The government split between the Parcham and Khalq parties. "The Parcham people thought the intelligence ministry, for whom I worked, was Khalqi. The Khalq thought anyone with a bit of an intellect was a Parcham. My officer thought I was a Parcham and threw me out. I was put under house arrest, then a friend in the Ministry of the Interior warned me to get out of Kabul." Abdulsalam was sent back as a soldier to Logar province. Then the mujahedin took over the Afghan capital. "I thought I knew them,'' he says. "Things were calm. Prices went down. Everyone thought they had a beautiful future. Then the mujahedin started fighting between each other. It was the beginning of a new tragedy. I had no money. All I could do was walk among the people in the city and be a witness to history." Abdulsalam found himself trapped in a relative's house in the Kabul suburbs.

Guerrillas of the Hezbi-Islami heard he'd been in the army and tried to arrest him. "They said: 'We must arrest the communist.' My relatives took me back by a small road to Kabul."

The family fled to Pakistan. When they heard there was a ceasefire a month later, they returned and hung on for six months. "It was a terrible, cold winter. We had no money. Our house was burned. We lost everything. We returned to Pakistan." But they went back to Kabul again, this time to a cousin's house. But Gulbudin Hekmatyar's guerrillas fired their American-supplied rockets into the city. Abdulsalam's elderly father was badly wounded. The family set off for the north, to Mazar-e-Sharif.

Back in Kabul, Abdulsalam and his family began to sell their remaining furniture to survive. They had three more children now, Muska and Laima – twin girls – and another daughter, Sadia.

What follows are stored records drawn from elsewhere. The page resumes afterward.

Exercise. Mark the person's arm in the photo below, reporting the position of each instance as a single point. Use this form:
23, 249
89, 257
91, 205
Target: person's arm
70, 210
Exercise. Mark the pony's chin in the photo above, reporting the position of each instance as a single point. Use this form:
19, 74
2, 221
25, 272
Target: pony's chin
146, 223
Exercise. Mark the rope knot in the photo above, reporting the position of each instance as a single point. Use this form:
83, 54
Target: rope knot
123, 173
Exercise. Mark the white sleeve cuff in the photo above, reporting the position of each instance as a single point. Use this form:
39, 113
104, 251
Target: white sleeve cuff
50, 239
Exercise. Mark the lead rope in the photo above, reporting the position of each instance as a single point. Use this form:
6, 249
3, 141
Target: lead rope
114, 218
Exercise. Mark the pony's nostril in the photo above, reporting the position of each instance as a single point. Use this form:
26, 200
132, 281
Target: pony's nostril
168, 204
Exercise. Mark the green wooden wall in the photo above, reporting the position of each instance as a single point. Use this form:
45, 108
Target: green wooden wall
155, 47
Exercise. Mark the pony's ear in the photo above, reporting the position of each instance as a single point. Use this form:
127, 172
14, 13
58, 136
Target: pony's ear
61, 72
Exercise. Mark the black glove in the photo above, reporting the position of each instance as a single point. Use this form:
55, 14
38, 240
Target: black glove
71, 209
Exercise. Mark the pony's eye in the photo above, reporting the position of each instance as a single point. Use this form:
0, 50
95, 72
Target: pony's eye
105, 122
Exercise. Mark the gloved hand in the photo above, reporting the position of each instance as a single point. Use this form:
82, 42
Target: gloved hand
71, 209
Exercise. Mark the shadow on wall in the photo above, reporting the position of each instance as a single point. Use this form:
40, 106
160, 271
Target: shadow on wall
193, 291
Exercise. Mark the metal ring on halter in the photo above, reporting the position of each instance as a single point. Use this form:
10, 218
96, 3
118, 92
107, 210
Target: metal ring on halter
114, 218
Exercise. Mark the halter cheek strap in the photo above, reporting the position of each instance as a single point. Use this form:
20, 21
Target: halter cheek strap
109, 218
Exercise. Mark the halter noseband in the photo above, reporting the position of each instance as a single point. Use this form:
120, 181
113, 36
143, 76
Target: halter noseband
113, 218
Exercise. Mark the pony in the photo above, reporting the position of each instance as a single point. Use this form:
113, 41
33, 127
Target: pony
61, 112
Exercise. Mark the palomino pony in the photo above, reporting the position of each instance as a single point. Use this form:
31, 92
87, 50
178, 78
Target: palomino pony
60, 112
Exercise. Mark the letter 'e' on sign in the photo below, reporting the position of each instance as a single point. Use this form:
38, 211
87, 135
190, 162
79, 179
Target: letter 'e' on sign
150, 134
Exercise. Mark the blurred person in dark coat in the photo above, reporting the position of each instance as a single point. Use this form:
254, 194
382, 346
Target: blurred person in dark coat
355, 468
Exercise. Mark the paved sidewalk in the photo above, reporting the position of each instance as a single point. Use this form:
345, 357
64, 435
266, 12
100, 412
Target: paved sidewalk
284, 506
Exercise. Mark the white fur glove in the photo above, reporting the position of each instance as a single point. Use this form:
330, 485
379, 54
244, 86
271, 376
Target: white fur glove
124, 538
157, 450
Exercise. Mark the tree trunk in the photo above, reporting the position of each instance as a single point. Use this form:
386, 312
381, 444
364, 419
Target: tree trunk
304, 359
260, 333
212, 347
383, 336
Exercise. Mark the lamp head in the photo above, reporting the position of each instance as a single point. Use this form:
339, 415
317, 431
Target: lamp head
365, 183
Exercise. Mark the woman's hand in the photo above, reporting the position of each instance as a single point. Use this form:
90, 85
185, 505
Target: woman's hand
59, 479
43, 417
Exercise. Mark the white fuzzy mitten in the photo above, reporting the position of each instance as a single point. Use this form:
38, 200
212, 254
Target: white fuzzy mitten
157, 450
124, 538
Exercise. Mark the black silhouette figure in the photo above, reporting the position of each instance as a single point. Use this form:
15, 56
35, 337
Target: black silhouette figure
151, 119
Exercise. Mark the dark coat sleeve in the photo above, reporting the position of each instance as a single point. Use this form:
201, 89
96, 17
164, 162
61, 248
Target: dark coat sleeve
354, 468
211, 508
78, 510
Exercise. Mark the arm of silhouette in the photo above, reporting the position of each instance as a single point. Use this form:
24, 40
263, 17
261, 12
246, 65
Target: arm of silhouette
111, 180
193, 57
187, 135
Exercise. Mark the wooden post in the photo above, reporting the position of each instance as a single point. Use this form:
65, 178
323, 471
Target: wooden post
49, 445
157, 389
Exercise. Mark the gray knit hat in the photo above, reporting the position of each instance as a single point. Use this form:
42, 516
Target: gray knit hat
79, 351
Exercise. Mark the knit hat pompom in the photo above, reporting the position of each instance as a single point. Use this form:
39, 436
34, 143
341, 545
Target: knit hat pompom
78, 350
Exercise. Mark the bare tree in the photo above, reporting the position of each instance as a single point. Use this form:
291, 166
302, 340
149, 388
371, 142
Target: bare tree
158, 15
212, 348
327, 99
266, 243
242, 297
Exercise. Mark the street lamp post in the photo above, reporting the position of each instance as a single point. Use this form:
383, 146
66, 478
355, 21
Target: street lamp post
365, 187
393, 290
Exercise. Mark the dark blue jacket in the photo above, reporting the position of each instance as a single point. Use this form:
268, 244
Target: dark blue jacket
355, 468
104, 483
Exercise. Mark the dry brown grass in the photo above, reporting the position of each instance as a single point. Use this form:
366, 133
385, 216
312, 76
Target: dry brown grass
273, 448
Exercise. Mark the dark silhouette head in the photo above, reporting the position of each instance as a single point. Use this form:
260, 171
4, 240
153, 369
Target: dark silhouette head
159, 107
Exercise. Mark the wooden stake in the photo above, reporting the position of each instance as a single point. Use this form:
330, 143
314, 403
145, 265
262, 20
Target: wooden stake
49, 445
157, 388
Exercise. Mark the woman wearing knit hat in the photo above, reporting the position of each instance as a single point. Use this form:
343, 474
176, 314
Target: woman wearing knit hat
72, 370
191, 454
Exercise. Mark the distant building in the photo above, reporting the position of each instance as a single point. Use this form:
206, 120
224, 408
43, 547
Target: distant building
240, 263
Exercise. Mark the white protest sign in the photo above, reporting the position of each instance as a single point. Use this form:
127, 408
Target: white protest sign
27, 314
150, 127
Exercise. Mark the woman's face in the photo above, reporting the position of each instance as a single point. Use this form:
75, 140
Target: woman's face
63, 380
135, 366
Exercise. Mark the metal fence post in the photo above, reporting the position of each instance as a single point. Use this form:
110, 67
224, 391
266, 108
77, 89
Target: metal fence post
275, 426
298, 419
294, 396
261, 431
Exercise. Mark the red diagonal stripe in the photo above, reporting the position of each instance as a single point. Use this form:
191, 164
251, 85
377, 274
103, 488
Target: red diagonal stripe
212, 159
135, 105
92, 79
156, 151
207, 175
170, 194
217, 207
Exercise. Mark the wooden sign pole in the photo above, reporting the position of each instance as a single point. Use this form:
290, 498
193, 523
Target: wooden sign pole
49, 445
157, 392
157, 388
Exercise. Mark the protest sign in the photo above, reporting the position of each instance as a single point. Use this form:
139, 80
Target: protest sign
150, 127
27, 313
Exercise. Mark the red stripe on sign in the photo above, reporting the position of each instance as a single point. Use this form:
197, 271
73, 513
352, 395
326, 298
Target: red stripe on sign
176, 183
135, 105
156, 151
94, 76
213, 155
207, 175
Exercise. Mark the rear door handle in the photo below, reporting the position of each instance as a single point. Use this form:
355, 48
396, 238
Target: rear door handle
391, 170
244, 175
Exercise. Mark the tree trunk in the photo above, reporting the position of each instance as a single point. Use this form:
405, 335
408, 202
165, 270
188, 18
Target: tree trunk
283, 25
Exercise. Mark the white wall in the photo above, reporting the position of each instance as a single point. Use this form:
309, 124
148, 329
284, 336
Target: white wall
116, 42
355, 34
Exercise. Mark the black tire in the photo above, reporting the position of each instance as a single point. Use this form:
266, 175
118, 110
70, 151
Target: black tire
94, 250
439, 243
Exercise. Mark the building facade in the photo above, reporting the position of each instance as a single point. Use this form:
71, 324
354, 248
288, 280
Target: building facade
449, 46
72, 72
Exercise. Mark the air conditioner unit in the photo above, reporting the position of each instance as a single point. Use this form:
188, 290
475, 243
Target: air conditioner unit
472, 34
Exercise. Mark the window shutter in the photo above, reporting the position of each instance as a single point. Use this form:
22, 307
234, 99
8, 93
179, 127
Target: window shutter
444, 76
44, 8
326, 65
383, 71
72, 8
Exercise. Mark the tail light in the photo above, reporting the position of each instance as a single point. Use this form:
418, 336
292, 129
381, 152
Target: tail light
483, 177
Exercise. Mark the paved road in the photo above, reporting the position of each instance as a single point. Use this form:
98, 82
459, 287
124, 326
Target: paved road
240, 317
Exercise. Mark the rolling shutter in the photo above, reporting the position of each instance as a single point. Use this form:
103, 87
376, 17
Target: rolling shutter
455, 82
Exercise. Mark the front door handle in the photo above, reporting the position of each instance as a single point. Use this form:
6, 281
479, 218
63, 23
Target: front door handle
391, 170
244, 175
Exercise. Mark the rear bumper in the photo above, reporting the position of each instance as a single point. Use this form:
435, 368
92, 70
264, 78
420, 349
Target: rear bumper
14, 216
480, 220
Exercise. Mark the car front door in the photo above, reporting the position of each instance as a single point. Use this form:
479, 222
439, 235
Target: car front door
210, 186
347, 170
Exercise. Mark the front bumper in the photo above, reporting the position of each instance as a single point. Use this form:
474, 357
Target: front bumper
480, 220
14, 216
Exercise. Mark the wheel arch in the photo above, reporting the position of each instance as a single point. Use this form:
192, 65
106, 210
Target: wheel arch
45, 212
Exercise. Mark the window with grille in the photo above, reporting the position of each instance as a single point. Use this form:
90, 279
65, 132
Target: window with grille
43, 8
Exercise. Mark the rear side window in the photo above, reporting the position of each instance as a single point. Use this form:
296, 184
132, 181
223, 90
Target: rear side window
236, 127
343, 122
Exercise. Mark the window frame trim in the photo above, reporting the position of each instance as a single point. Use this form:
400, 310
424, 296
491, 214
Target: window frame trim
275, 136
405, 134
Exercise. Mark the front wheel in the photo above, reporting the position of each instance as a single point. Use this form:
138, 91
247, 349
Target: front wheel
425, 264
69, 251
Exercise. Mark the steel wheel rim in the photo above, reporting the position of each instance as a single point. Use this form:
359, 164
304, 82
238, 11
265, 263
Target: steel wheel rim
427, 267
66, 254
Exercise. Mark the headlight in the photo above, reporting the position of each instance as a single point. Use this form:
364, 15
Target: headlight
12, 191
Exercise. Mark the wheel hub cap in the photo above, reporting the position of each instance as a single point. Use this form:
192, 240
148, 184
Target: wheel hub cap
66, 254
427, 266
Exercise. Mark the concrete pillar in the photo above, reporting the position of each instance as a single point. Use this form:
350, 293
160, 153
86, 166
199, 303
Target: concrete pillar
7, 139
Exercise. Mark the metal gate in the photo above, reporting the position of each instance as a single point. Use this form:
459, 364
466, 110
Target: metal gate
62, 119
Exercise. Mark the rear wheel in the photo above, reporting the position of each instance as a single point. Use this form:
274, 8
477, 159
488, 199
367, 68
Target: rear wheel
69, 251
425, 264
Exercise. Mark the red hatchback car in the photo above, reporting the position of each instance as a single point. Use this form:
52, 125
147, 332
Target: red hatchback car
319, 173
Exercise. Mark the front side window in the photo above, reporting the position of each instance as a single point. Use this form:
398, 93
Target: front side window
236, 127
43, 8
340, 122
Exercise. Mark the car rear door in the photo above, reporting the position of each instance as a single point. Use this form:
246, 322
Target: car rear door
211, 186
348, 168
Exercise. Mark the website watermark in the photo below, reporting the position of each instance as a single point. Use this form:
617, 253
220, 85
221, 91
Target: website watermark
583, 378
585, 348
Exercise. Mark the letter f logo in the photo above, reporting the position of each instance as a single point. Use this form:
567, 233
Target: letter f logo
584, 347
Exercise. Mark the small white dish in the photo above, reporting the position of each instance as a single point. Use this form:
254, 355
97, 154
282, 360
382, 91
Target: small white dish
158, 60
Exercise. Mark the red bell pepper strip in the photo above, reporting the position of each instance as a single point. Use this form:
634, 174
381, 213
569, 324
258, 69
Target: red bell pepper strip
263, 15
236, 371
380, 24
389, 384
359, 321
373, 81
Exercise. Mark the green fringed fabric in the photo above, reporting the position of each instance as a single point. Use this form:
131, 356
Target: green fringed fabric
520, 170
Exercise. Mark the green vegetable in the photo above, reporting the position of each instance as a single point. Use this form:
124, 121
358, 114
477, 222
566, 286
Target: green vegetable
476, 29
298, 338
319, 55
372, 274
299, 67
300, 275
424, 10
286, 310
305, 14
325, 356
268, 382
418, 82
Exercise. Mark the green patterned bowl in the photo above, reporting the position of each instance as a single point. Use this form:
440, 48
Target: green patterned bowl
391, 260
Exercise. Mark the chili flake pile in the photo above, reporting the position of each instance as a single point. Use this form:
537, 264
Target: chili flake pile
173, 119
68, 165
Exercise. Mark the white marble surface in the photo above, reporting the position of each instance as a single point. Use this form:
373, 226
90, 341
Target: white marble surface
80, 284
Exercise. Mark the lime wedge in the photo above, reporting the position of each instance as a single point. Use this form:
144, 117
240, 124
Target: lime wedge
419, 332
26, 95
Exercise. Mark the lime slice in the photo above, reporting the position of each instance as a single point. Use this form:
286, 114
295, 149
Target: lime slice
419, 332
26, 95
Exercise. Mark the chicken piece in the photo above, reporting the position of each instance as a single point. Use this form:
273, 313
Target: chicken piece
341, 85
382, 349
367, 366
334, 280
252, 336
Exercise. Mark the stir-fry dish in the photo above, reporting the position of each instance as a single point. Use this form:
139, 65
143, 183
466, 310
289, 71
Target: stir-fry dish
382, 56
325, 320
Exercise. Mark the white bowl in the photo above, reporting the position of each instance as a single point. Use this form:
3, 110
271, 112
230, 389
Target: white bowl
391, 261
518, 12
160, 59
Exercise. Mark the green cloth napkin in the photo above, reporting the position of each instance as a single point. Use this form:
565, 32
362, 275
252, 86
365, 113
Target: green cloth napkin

"On 26 October 1996, the Taliban arrived and they brought peace and we no more heard the sound of explosions,'' Abdulsalam says. "But then they put my father in jail. The Taliban gave no reason. I pretended to come from the Taliban 'capital' of Kandahar because I could speak with a Kandahari accent. I got to the Taliban base and said 'my father is from Kandahar.' But they said: 'your father says he's from Mandoushah'. So I said: 'No, it's my mother that's from Kandahar.' Amazingly, they freed my father. But for us, it was the end.''

Abdulsalam's brother was sent illegally to Moscow to earn money – enough to send their parents to Pakistan. There was no money for Abdulsalam and his family. He worked as a trader in Kabul. "Then the Taliban came to the house – we are not Pashtun like them. My wife had been teaching some girls – but the education of women was now forbidden. So the Taliban claimed we were trying to convert the women to Christianity.'' After an explosion at Kabul airport, many of Abdulsalam's friends were arrested. They sent word that he was next on the Taliban's arrest list.

Leaving his family behind he fled to Pakistan for a month. He was back in Kabul when he heard of the attacks on New York and Washington. "I thought that if bin Laden was blamed, Afghanistan would be attacked. People were panic stricken. I called my father in Peshawar and asked his advice. He said it would be all right, that I should stay.

"He was wrong. When the American attack started, I listened to 'comrade Bush' on the Voice of America and he said the attack would continue, that his target was clear. I remembered my children and wife who were very frightened and three nights later we fled again." Turned round by Pakistani guards at the frontier and by a Taliban soldier they went back once more to Kabul and then, as American planes streaked over the city, returned within 24 hours to the frontier, this time on a mountainside. They reached Peshawar.

"I criticised this attack," Abdulsalam says now. "Osama [bin Laden] is one person and his organisation is in every country. These countries are all round the world, not just Afghanistan. What can we do? Now they are destroying our ruins. I would like to stay here for now. But if it's better maybe we should go back to Kabul.''

It looks as if Abdulsalam Jamalzai has forgotten all of the "international terrorism'' he was asked to fight against. Or maybe he'll remember how the Russians were first to claim to rescue his people "from dark times''.